Manifestement, la loi révisée n’est qu’un leurre, qui ne permet pas de résoudre le fléau de la consommation d’alcool chez les jeunes. Au contraire, elle pourrait même conduire au sentiment erroné que le problème a été réglé, sans qu’il n’en soit rien dans la réalité, ce qui pourrait même être contre-productif et dangereux.

S’il n’existe sans doute pas de solution miracle et unique qui permette de résoudre le problème de la consommation excessive d’alcool, différentes actions peuvent être menées avec davantage de succès que la mesure proposée. En premier lieu appliquer la loi déjà existante en instituant des contrôles sérieux par les autorités.

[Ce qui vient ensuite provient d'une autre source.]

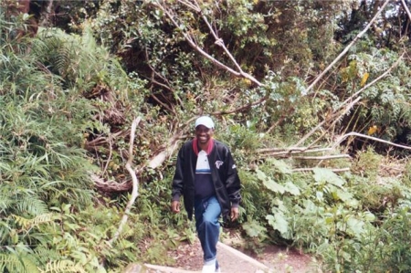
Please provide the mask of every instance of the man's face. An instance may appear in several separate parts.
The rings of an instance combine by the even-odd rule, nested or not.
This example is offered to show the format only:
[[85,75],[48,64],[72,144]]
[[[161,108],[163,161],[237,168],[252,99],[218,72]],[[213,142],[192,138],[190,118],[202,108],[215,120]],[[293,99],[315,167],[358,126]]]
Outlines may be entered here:
[[214,134],[213,129],[208,129],[204,125],[195,127],[195,137],[200,143],[206,143]]

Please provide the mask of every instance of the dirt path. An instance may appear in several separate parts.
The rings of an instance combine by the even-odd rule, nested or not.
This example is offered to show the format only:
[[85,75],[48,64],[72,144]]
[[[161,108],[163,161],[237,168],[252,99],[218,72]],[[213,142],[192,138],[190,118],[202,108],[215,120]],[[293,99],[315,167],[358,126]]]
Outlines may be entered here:
[[[199,272],[203,265],[203,254],[198,240],[194,244],[184,243],[176,250],[168,253],[175,261],[168,265],[177,269],[169,272]],[[281,247],[271,246],[266,247],[258,257],[248,256],[228,245],[217,245],[217,259],[223,273],[307,273],[320,272],[312,265],[308,255],[298,251],[287,251]],[[180,269],[181,271],[178,271]],[[157,270],[153,272],[167,272]]]

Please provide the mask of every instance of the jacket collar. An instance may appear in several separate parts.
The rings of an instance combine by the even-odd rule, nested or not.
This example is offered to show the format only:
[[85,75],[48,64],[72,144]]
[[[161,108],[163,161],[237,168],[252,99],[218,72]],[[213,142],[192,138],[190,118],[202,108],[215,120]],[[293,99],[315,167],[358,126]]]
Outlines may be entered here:
[[[211,152],[213,151],[213,148],[214,148],[214,140],[213,140],[213,139],[210,139],[210,140],[208,141],[207,150],[206,151],[206,152],[207,153],[207,155],[211,153]],[[197,138],[195,138],[195,139],[193,140],[193,150],[194,150],[195,155],[198,155],[198,152],[199,152],[200,151],[199,151],[199,149],[198,149],[198,142],[197,142]]]

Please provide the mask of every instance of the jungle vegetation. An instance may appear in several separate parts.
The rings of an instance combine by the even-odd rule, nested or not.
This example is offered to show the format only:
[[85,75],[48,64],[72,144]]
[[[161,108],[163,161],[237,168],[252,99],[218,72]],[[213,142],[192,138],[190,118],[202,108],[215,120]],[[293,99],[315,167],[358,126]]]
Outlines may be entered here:
[[240,170],[227,227],[247,247],[409,272],[410,8],[3,0],[0,270],[172,263],[195,236],[169,209],[175,152],[207,114]]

Les commerçants, concernés par l’attrait que peut exercer l’alcool auprès d’un jeune public, ont déjà pris les devants, puisqu’ils mènent des campagnes de sensibilisation sur ce thème. Ainsi à Genève, les gérants de shops de stations–service ont lancé une importante campagne d’information auprès de leurs employés et ont édité à leur attention une brochure explicative relative aux dispositions légales dans le domaine de la vente d’alcool. Cette campagne s’accompagne d’une information à la clientèle mettant en évidence les âges limite pour la vente d’alcool distillé et fermenté. Des actions sont donc entreprises pour freiner la consommation d’alcool, actions peutêtre moins spectaculaires que l’interdiction proposée, mais autrement plus efficaces.

Il faut également relever que les autorités fédérales se préoccupent sous bien des aspects, du problème de l’alcool chez les jeunes. Des mesures ont été prises, notamment en obligeant les fabricants à indiquer sur les bouteilles d’alcopops la mention «boisson sucrée alcoolisée » ainsi que le volume d’alcool. Enfin, un débat a actuellement lieu pour quadrupler les taxes frappant ce type de produit afin d’en dissuader l’achat par les jeunes.

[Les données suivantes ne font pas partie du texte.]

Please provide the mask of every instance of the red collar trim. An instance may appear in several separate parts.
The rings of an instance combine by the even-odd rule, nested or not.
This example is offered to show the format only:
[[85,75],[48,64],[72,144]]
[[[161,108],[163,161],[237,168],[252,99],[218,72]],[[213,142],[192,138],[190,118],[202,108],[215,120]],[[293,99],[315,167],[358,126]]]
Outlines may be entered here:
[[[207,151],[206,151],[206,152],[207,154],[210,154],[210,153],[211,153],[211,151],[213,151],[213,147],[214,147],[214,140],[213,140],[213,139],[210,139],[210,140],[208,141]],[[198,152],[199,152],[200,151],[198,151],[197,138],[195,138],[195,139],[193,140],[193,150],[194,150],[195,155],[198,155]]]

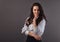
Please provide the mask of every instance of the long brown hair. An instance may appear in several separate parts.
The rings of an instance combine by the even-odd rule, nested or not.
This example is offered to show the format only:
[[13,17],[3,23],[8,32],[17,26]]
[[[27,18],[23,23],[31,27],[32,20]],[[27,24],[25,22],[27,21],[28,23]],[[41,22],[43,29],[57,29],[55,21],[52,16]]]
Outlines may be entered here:
[[34,3],[34,4],[32,5],[32,7],[31,7],[30,17],[29,17],[29,19],[27,20],[28,23],[26,23],[27,26],[29,26],[29,25],[33,22],[32,20],[33,20],[33,18],[34,18],[34,14],[33,14],[33,7],[34,7],[34,6],[38,6],[38,7],[39,7],[39,11],[40,11],[39,17],[38,17],[38,19],[36,20],[36,25],[38,25],[39,22],[40,22],[43,18],[47,21],[45,15],[44,15],[42,6],[40,5],[40,3]]

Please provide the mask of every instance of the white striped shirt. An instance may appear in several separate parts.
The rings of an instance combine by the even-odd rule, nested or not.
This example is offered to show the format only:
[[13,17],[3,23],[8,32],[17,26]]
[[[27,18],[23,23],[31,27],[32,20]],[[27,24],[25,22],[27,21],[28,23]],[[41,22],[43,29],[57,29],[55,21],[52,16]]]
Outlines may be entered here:
[[30,24],[27,27],[27,25],[24,24],[24,26],[22,27],[21,33],[25,33],[25,35],[28,35],[29,31],[32,31],[36,33],[37,35],[42,36],[45,30],[45,26],[46,26],[46,21],[43,18],[37,27],[34,27],[33,24]]

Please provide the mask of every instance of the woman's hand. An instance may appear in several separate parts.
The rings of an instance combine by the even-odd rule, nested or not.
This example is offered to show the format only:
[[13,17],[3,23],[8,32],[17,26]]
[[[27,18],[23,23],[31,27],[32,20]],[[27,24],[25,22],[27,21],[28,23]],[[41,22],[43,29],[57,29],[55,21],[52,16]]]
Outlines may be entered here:
[[36,40],[41,40],[41,37],[38,36],[37,34],[33,33],[32,31],[30,31],[29,35],[34,37]]
[[35,35],[34,38],[35,38],[36,40],[41,40],[41,39],[42,39],[42,38],[41,38],[40,36],[38,36],[38,35]]

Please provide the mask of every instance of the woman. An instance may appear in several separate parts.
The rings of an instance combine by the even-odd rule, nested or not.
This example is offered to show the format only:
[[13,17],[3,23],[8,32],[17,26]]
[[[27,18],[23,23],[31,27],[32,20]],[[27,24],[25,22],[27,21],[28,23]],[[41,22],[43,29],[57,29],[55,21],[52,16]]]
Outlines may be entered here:
[[31,14],[27,17],[21,32],[27,35],[26,42],[42,42],[46,21],[41,5],[34,3],[31,7]]

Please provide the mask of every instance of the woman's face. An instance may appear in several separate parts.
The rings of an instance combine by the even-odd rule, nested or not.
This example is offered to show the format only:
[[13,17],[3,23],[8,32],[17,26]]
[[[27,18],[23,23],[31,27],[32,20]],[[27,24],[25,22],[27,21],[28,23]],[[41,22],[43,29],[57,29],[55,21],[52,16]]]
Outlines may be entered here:
[[33,6],[34,17],[38,17],[39,13],[40,13],[39,7],[38,6]]

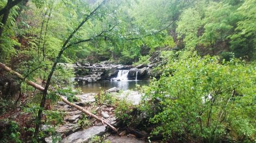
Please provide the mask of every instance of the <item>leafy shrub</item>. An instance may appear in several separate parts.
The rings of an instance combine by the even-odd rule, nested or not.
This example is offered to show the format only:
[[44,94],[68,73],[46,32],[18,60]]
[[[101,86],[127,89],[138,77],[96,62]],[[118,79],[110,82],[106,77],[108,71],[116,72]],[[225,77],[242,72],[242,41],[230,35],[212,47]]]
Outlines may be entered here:
[[146,90],[142,108],[152,133],[166,140],[256,142],[255,66],[188,55],[169,61]]
[[123,121],[124,123],[129,125],[133,119],[132,112],[134,106],[125,100],[121,100],[116,103],[116,107],[115,109],[115,116]]
[[84,113],[82,114],[82,119],[78,121],[78,124],[82,128],[86,128],[91,125],[90,121]]
[[134,66],[137,66],[140,64],[143,64],[143,65],[147,65],[149,63],[149,60],[148,59],[149,59],[150,56],[149,55],[146,55],[146,56],[140,56],[139,57],[139,62],[137,63],[134,63],[133,65]]
[[22,142],[19,132],[19,125],[15,121],[10,121],[8,126],[1,130],[0,142]]

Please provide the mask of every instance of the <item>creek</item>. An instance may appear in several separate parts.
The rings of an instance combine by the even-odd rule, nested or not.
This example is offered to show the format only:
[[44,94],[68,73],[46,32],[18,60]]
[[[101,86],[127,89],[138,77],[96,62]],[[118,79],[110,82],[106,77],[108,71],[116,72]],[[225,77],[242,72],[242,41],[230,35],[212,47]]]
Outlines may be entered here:
[[135,80],[128,80],[128,70],[119,70],[116,77],[110,80],[104,80],[95,82],[78,84],[75,85],[76,88],[80,88],[84,93],[97,93],[102,90],[108,90],[114,87],[117,87],[122,90],[137,90],[136,85],[140,86],[148,85],[148,80],[137,80],[136,73]]

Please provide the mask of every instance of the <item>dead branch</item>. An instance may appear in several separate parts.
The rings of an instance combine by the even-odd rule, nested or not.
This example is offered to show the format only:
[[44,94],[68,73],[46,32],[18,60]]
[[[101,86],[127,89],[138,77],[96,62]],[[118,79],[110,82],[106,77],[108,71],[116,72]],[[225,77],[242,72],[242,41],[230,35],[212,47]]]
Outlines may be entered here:
[[[25,80],[25,81],[26,81],[26,83],[28,84],[33,86],[35,88],[38,89],[38,90],[39,90],[41,91],[43,91],[44,90],[44,87],[42,87],[41,86],[37,84],[36,83],[34,83],[32,81],[25,79],[22,75],[21,75],[21,74],[18,73],[18,72],[17,72],[15,71],[13,71],[10,67],[8,67],[7,66],[6,66],[5,65],[4,65],[4,64],[3,64],[2,63],[0,63],[0,67],[1,69],[3,69],[3,70],[4,70],[5,71],[8,72],[10,72],[11,74],[16,76],[19,78],[20,78],[21,79],[23,79],[23,80]],[[109,124],[106,120],[100,118],[100,117],[99,117],[97,115],[90,113],[90,112],[89,112],[87,110],[85,110],[82,107],[69,102],[69,101],[68,101],[68,100],[67,100],[62,96],[61,96],[61,95],[58,95],[58,96],[61,98],[61,99],[62,100],[62,101],[63,102],[64,102],[65,103],[66,103],[68,105],[69,105],[71,107],[73,107],[74,108],[76,108],[77,110],[79,110],[80,111],[82,111],[83,113],[84,113],[86,114],[87,114],[87,115],[88,115],[90,117],[94,117],[94,118],[101,121],[102,122],[103,122],[103,123],[106,124],[107,125],[109,126],[112,130],[113,130],[115,132],[117,132],[117,130],[116,130],[116,128],[115,128],[114,127],[113,127],[110,124]]]

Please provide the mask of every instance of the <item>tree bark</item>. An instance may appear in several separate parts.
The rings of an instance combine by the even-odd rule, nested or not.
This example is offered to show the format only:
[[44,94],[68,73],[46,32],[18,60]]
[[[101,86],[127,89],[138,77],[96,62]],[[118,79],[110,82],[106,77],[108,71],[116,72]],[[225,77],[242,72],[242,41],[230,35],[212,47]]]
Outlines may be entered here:
[[[2,63],[0,63],[0,67],[1,67],[1,69],[3,69],[3,70],[4,70],[5,71],[8,72],[10,72],[13,74],[15,74],[15,76],[16,76],[17,77],[18,77],[19,78],[21,79],[23,79],[23,80],[25,80],[25,81],[26,81],[26,83],[33,86],[34,87],[35,87],[35,88],[36,89],[38,89],[41,91],[45,91],[45,90],[44,90],[44,88],[41,86],[40,85],[37,84],[36,83],[35,83],[33,81],[31,81],[30,80],[27,80],[24,78],[24,77],[21,75],[21,74],[18,73],[18,72],[15,71],[13,71],[12,70],[11,70],[10,67],[6,66],[5,65],[4,65],[4,64]],[[106,124],[107,125],[109,126],[112,130],[113,130],[114,131],[115,131],[115,132],[117,132],[117,130],[116,130],[116,128],[115,128],[114,127],[113,127],[113,126],[111,126],[111,125],[110,125],[106,120],[105,120],[104,119],[102,119],[101,118],[100,118],[100,117],[97,117],[97,115],[90,113],[90,112],[87,111],[87,110],[85,110],[83,108],[83,107],[80,106],[78,106],[77,105],[75,105],[74,104],[73,104],[70,102],[69,102],[69,101],[68,101],[68,100],[67,100],[64,97],[63,97],[61,95],[58,95],[60,96],[60,97],[61,98],[61,99],[62,100],[62,101],[63,102],[64,102],[65,103],[66,103],[67,104],[68,104],[68,105],[71,106],[71,107],[75,107],[78,110],[79,110],[80,111],[82,111],[83,113],[86,113],[86,114],[90,116],[90,117],[93,117],[93,118],[101,121],[101,122],[102,122],[104,124]]]
[[23,0],[8,0],[7,4],[2,9],[0,10],[0,16],[4,14],[7,11],[10,10],[12,7],[17,5],[20,2],[22,2]]
[[4,25],[5,25],[7,22],[7,19],[8,18],[9,14],[10,13],[10,10],[12,7],[18,4],[22,1],[23,0],[15,0],[14,1],[12,1],[12,0],[8,0],[5,6],[0,10],[0,16],[3,15],[3,18],[1,20],[2,25],[0,27],[0,39],[2,35],[3,34],[3,31],[4,31]]
[[62,47],[61,48],[61,51],[59,52],[58,56],[56,57],[55,59],[55,61],[54,62],[54,63],[52,65],[52,67],[51,67],[51,71],[48,76],[48,77],[47,78],[47,81],[45,84],[45,86],[44,87],[44,90],[43,90],[43,96],[42,97],[42,100],[41,100],[41,103],[40,104],[40,107],[38,111],[38,117],[37,117],[37,122],[36,124],[36,127],[35,128],[35,134],[34,134],[34,137],[35,138],[37,138],[37,135],[39,131],[39,127],[40,126],[41,124],[41,119],[42,119],[42,112],[43,112],[43,109],[44,107],[44,105],[45,104],[45,100],[46,100],[46,96],[47,94],[47,91],[49,88],[49,86],[50,84],[51,77],[52,76],[52,74],[54,72],[54,71],[55,70],[55,69],[57,66],[57,64],[60,61],[60,59],[61,59],[61,56],[62,55],[62,53],[64,52],[64,51],[67,49],[67,47],[66,47],[68,43],[69,42],[69,40],[73,37],[74,35],[77,32],[77,31],[83,26],[83,25],[87,22],[94,14],[95,14],[96,11],[100,9],[100,7],[103,5],[105,2],[107,1],[107,0],[104,0],[100,4],[97,6],[93,11],[92,11],[89,15],[88,15],[82,21],[82,22],[79,24],[79,25],[74,30],[74,31],[69,36],[68,38],[67,38],[66,40],[64,43],[63,45],[62,45]]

Cette loi propose donc de fausses bonnes solutions, au mépris de libertés constitutionnelles, et n’atteint pas la cible visée, au contraire d’une application stricte de la loi existante.

Enfin, cette loi menace l’existence des shops de stations-service et privera, si elle devait être acceptée, les Genevois d’un service apprécié. Les shops constituent en effet des commerces d’appoint et de secours fort utiles et prisés des consommateurs. Ils sont près de 35 000 à les fréquenter quotidiennement. Le rôle de ces magasins est certes très différent de celui des commerces traditionnels (les sommes dépensées sont sans commune mesure), mais ils n’en sont pas moins indispensables. Qui n’a pas un jour profité de leurs services pour acheter le dessert manquant au repas familial, le «blanc» indispensable à la fondue conviviale, ou encore une bouteille destinée aux hôtes chez qui l’on est invité?

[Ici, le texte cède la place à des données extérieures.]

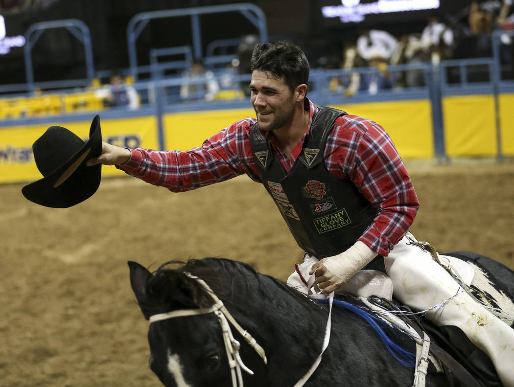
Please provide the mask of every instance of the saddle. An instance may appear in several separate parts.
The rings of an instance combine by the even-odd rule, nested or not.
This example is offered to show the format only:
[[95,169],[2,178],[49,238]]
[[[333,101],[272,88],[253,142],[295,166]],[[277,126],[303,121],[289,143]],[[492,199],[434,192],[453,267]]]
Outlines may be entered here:
[[[437,254],[439,263],[467,286],[475,277],[473,267],[466,261],[450,255]],[[307,285],[310,268],[318,260],[307,254],[304,262],[295,265],[288,285],[305,294],[320,298],[321,292]],[[309,283],[310,285],[310,283]],[[437,326],[394,298],[393,283],[384,272],[364,269],[338,289],[336,297],[356,297],[364,307],[377,313],[388,324],[410,331],[417,343],[414,386],[425,384],[427,373],[449,372],[467,387],[502,387],[489,358],[469,341],[458,328]],[[401,311],[401,313],[398,313]]]

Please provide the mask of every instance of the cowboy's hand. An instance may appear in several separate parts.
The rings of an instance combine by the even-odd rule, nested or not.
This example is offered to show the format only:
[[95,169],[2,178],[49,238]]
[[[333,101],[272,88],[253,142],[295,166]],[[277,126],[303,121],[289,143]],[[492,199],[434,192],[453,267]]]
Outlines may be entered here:
[[324,293],[331,293],[341,287],[342,284],[376,255],[377,253],[363,242],[357,241],[345,251],[316,262],[313,265],[310,274],[314,273],[316,275],[316,283],[320,289]]
[[130,156],[131,151],[130,150],[102,142],[102,154],[98,157],[93,157],[89,159],[86,163],[90,167],[97,164],[104,164],[106,165],[112,165],[116,164],[121,165],[128,161]]

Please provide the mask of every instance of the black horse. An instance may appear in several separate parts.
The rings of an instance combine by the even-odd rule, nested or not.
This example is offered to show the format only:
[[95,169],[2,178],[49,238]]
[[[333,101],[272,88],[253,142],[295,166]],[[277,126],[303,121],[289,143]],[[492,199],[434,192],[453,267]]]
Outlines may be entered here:
[[[467,260],[476,254],[460,253]],[[514,272],[479,256],[512,286]],[[476,261],[476,260],[475,260]],[[145,318],[181,309],[209,309],[214,301],[190,273],[203,280],[230,314],[265,351],[267,364],[240,333],[241,358],[254,373],[243,373],[246,386],[293,386],[321,351],[328,316],[326,303],[313,300],[249,266],[218,258],[191,260],[175,269],[163,265],[152,273],[130,262],[132,289]],[[497,267],[497,265],[499,265]],[[497,278],[495,278],[498,281]],[[512,290],[511,289],[508,290]],[[512,294],[511,293],[510,294]],[[333,309],[332,335],[319,367],[305,386],[411,386],[413,363],[409,354],[415,343],[405,333],[390,328],[386,333],[400,349],[397,358],[384,345],[376,324],[352,310]],[[214,313],[177,317],[150,324],[150,365],[166,386],[208,387],[233,384],[218,320]],[[403,348],[402,349],[401,348]],[[405,352],[403,352],[405,349]],[[443,367],[444,368],[444,367]],[[427,386],[458,386],[452,372],[430,372]],[[481,384],[484,385],[484,384]]]

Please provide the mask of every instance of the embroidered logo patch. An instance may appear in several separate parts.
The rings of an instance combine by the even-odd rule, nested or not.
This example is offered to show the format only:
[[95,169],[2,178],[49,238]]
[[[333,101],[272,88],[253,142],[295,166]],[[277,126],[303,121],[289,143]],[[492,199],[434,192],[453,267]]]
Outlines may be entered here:
[[352,219],[348,216],[346,209],[343,208],[333,214],[315,219],[313,222],[318,232],[323,234],[344,227],[351,223]]
[[268,186],[269,187],[269,191],[271,193],[271,196],[273,196],[273,199],[275,200],[277,207],[280,210],[280,212],[286,216],[289,216],[290,218],[299,220],[300,217],[298,216],[296,210],[289,203],[289,199],[287,198],[287,195],[284,191],[282,185],[280,183],[268,181]]
[[315,201],[309,204],[310,210],[315,215],[319,215],[331,210],[335,210],[336,204],[332,197],[327,197],[321,201]]
[[280,183],[274,183],[273,181],[268,181],[268,186],[269,187],[269,190],[271,191],[271,195],[274,199],[289,202],[289,199],[287,198],[287,196],[284,191],[282,185],[280,184]]
[[318,156],[319,152],[320,150],[319,149],[310,149],[309,148],[305,148],[305,150],[304,150],[303,154],[305,155],[305,160],[309,166],[312,165],[313,161],[314,161],[314,159]]
[[268,161],[268,151],[261,151],[255,153],[255,157],[259,162],[262,164],[262,166],[266,168],[266,163]]
[[280,210],[280,212],[286,216],[289,216],[290,218],[292,218],[297,220],[300,220],[300,217],[298,216],[296,210],[290,203],[286,203],[285,201],[281,201],[280,200],[275,200],[275,202],[277,204],[277,207]]
[[317,180],[309,180],[303,188],[309,196],[313,199],[321,200],[326,195],[325,191],[325,183],[318,181]]

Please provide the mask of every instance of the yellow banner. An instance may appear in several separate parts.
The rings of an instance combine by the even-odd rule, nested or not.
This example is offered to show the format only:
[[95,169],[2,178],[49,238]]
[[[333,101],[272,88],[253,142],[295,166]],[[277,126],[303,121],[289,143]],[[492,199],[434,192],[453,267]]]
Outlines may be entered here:
[[230,109],[188,113],[172,113],[162,119],[164,149],[189,151],[231,124],[255,117],[253,109]]
[[391,136],[404,159],[430,158],[434,156],[432,108],[428,100],[348,104],[334,107],[380,125]]
[[455,96],[443,99],[446,153],[450,157],[497,154],[492,96]]
[[501,94],[500,104],[500,124],[502,136],[502,152],[505,155],[514,155],[514,94]]
[[[154,117],[101,120],[100,124],[102,139],[106,142],[131,148],[158,149],[157,124]],[[90,125],[90,121],[56,120],[51,124],[0,129],[0,183],[32,181],[43,177],[35,165],[32,144],[49,126],[63,126],[87,141]],[[104,165],[102,174],[119,175],[123,172],[114,167]]]
[[[428,101],[360,103],[334,106],[383,126],[403,158],[434,155],[432,115]],[[163,119],[165,148],[187,151],[231,124],[255,117],[252,108],[170,114]]]

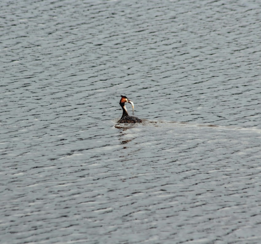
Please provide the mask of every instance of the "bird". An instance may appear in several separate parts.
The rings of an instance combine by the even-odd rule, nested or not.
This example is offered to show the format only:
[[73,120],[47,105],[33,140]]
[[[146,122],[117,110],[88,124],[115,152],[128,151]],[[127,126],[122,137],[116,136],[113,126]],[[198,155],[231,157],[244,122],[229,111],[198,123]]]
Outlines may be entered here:
[[127,109],[125,106],[125,103],[129,103],[132,106],[132,111],[134,111],[134,104],[133,102],[129,100],[127,96],[121,95],[121,98],[120,100],[120,105],[122,108],[123,110],[122,116],[121,119],[118,121],[118,123],[141,123],[142,122],[141,120],[136,117],[130,116],[128,114]]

Sans compter que, d’un point de vue économique, les shops représentent un intérêt incontestable pour notre canton. Ils offrent des emplois à plus de 600 personnes, dont plus de la moitié à plein temps. Mettre en danger les shops, c’est aussi mettre en danger ces emplois. Cela est d’autant moins acceptable que Genève traverse une période de chômage particulièrement aiguë. La menace ne pèse pas seulement sur les employés des shops, elle concerne également d’autres secteurs qui doivent déjà affronter une très vive concurrence. Ainsi, par exemple, les shops permettent à nos vignerons genevois de vendre chaque année quelque 200 000 bouteilles, dégustées par des épicuriens avertis. C’est donc également un canal de distribution non négligeable qui est ainsi menacé.

Nous vous recommandons par conséquent de voter NON à une loi hypocrite, contre-productive, injuste et qui restreint une nouvelle fois vos libertés.